What contact information do I need to provide?

If you do not check your email regularly, please provide a phone number as well. We would try to contact recipients via email at first but if they do not reply, we would then reach out by phone. This is because we will be announcing a recipient every month and as we have a deadline, we would have to postpone a grant and award that month to somebody else if there is no response.

Will you offer feedback?

No, we wish we could, but we are doing this on top of our usual workload and it will be a lot of work already just to read through all of the applications that come in. Hopefully we are better set up one day soon so that we can engage in a proper dialogue with everyone who does want to have a chat over email, but for now, we are very sorry that we have to say no.

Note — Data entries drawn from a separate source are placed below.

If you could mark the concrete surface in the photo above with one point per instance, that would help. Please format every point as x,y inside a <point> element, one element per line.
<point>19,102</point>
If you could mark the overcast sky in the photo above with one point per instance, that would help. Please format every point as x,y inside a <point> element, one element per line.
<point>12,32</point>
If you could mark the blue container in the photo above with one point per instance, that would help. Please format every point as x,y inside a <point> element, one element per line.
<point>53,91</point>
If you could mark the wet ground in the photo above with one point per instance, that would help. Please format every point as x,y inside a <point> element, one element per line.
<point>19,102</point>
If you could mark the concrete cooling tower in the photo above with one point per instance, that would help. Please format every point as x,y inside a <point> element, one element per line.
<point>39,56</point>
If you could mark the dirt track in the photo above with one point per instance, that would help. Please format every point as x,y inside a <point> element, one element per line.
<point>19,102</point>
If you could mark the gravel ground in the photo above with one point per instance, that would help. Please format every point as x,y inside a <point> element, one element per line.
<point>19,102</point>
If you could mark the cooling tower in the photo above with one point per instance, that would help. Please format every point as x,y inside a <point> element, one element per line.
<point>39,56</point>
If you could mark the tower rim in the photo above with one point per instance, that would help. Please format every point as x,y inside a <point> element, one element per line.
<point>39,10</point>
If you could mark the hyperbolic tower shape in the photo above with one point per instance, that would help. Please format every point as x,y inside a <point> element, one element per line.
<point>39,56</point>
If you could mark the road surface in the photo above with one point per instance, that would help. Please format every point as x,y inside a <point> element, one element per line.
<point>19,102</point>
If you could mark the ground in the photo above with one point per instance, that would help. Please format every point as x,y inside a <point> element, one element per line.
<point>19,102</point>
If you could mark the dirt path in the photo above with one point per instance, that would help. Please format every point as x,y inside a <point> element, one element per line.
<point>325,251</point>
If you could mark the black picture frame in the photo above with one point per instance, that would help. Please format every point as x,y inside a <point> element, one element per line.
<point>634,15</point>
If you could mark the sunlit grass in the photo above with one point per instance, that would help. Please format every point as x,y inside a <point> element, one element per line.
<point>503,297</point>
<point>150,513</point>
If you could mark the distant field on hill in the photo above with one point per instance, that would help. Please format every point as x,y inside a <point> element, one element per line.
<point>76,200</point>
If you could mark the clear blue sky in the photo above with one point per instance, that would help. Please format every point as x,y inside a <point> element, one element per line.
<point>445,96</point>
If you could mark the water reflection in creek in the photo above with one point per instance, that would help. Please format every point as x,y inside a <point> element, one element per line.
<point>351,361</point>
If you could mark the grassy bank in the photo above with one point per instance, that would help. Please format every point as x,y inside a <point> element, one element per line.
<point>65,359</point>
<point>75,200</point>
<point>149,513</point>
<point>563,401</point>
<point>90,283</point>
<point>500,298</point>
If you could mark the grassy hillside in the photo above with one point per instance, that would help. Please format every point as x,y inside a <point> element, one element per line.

We wish it were otherwise.

Can I email multiple times?

Yes, if you’re emailing again to send more writing you’d like to submit for consideration, we’d appreciate it if you sent it in reply to your first email (so we can keep track of them both together in the thread). But it’s a rolling grant, so it’s not necessary to re-apply if you haven’t heard back from us immediately.

Will I hear back from you after emailing?

Unfortunately we are unable to provide a reply beyond the automated receipt email - we are just not set up to be able to write personalised replies to all of the applications that come in, sorry. If you have any questions, please check these FAQs in full before contacting us.

If I don’t hear back beyond the automated reply, does that mean my application wasn’t successful?

This is a grant that will be awarded to a different applicant every month, and we are planning on keeping a record of all emails and contact information that come into funding@thewhitepube.com. A lack of response on our part does not indicate a permanent rejection because we will be referring to the same growing record, as well as our own research, in order to select recipients for the grant as we go forward.

Can I email on behalf of somebody else?

As long as you have their express permission to do so, this is fine, especially as we know that finding the time to email over your work can be difficult, especially in the current economic climate; and also some people might need personal assistant support for various reasons, so just as long as you’ve got their permission, go for it.

Can I be paid in instalments?

Yes, you can be paid in instalments. We offer this option incase a lump sum would effect Universal Credit payments, etc.